Another really strong sign that you might be struggling with water is that your kidneys complain—you get a very dull ache on each side of your lower spine. That too may be an indication that you need more water.

Remember that tea, coffee, soft drinks and fruit juices don’t count toward your water intake; it really needs to be plain water.

2. Watch your salt intake
The other thing that can cause water retention is too much salt. Everyone knows that you’re only supposed to get a little salt on a daily basis and a lot of you say, “But I don’t add salt when I cook.” But salt is everywhere—potato chips, processed foods and ready-made meals are all high in salt.

What’s scary is that it can also be in things like your daily breakfast cereal! In fact, you’ll find it in breads, cookies and many things you wouldn’t ever imagine contain salt, so it’s really important to look at everything you buy and check where salt is on the list of ingredients. If it’s really high up the list, then that’s something that you should avoid.

The other thing to look at is the type of salt you use. Most of us tend to use table salt, which is refined and therefore stripped of absolutely everything good. Natural mineral salts, such as sea, Himalayan and other unrefined salts, contain valuable ingredients and can come in different colours too.

Look for the colour of salt and try to avoid table salt because it’s really bad news. Also reconsider the foods you eat: there’s a whole range of great foods that can help with your water retention and salt balance too.

3. Get your lymphatic system moving
The other thing that can happen is a sluggish lymphatic system. It’s a bit like your blood circulation system, but it doesn’t have a pump, like your heart, to pump water and fluid around the body. So if you sit or stand for a long time the lymphatic system basically shuts down, which can cause water retention, especially around the ankles.

If you’re like me, you spend a lot of time sitting at your desk at the office and it can be very difficult to move around. If you can’t get away from your desk or really can’t do any quick form of exercise, then even just pumping your legs up and down for a little while and rotating your ankles will get things moving.
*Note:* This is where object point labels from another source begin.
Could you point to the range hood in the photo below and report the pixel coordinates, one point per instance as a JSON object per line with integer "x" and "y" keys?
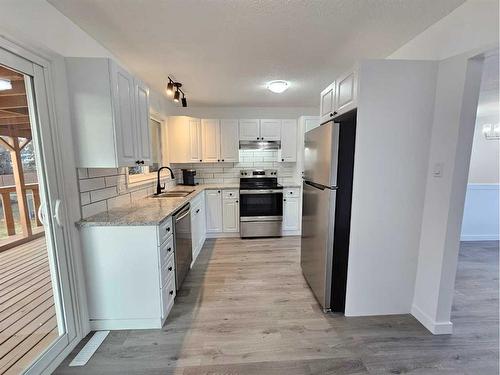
{"x": 260, "y": 145}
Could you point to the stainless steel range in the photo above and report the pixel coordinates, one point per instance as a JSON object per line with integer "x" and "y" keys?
{"x": 261, "y": 204}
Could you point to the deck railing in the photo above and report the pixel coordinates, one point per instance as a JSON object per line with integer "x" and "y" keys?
{"x": 8, "y": 214}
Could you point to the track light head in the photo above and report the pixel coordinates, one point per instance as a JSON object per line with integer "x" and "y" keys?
{"x": 170, "y": 88}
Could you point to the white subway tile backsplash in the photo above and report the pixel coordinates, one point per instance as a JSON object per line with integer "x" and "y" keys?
{"x": 101, "y": 172}
{"x": 101, "y": 194}
{"x": 92, "y": 184}
{"x": 93, "y": 209}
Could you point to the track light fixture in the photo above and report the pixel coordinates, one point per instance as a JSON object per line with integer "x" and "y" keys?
{"x": 174, "y": 90}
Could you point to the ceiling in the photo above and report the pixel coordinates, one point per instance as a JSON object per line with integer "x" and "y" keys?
{"x": 488, "y": 105}
{"x": 225, "y": 51}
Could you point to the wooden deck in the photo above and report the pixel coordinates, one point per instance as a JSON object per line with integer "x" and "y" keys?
{"x": 28, "y": 322}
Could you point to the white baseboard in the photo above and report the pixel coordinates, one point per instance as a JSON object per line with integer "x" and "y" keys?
{"x": 223, "y": 235}
{"x": 122, "y": 324}
{"x": 480, "y": 237}
{"x": 436, "y": 328}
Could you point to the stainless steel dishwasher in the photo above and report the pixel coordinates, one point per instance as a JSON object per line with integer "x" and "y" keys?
{"x": 183, "y": 244}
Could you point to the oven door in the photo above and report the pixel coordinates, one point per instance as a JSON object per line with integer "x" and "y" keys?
{"x": 259, "y": 205}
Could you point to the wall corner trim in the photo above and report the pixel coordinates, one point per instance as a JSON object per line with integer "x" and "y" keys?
{"x": 436, "y": 328}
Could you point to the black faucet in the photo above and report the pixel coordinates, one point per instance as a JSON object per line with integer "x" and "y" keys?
{"x": 160, "y": 188}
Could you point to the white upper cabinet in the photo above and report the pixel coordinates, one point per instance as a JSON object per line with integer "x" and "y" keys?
{"x": 184, "y": 139}
{"x": 288, "y": 151}
{"x": 195, "y": 151}
{"x": 270, "y": 130}
{"x": 346, "y": 92}
{"x": 142, "y": 119}
{"x": 109, "y": 113}
{"x": 210, "y": 140}
{"x": 327, "y": 103}
{"x": 229, "y": 140}
{"x": 249, "y": 130}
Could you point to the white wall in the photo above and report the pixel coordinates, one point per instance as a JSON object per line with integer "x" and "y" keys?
{"x": 395, "y": 108}
{"x": 246, "y": 112}
{"x": 473, "y": 25}
{"x": 453, "y": 126}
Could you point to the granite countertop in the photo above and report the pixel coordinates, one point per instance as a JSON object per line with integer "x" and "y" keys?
{"x": 148, "y": 211}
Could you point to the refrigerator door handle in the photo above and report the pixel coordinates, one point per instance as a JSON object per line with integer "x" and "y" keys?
{"x": 319, "y": 186}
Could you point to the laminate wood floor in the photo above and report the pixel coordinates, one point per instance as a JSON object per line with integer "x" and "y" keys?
{"x": 246, "y": 309}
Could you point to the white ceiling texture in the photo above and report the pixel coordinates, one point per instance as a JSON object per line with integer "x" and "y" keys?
{"x": 224, "y": 51}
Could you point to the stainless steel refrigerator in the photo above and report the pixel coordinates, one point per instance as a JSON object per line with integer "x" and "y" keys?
{"x": 327, "y": 191}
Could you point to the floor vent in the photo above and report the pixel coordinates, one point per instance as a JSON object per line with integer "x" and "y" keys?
{"x": 89, "y": 349}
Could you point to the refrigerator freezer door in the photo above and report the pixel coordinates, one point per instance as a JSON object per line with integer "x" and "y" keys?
{"x": 321, "y": 153}
{"x": 317, "y": 241}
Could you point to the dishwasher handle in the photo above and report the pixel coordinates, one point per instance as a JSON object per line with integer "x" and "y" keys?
{"x": 182, "y": 214}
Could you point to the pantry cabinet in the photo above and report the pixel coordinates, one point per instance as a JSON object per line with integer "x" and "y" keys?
{"x": 213, "y": 199}
{"x": 230, "y": 211}
{"x": 210, "y": 140}
{"x": 229, "y": 145}
{"x": 288, "y": 152}
{"x": 109, "y": 112}
{"x": 291, "y": 210}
So if you suffer from water retention, it’s really important to try to do some kind of exercise on a daily basis.

4. Eat the right foods
Some foods are really helpful for all of this. There are a lot of them and they tend to be all the wonderful fresh foods you see in the produce section of your supermarket: dark green leafy vegetables, nuts, seeds and things like broccoli and leeks. They also include brown rice, avocados, blackcurrants, oily fish and eggs. So make sure to include plenty of these foods in your diet.

5. Try herbal teas
If you’re looking for herbal teas and a quick fix, consider herbal teas made from nettle or fennel. Stinging Nettle extract can help too.

As you see, there are many things you can do to prevent or reduce water retention. One little word of caution: if you’re having serious problems with swollen, red or painful ankles all the time, go and see your doctor, as these symptoms could point to high blood pressure.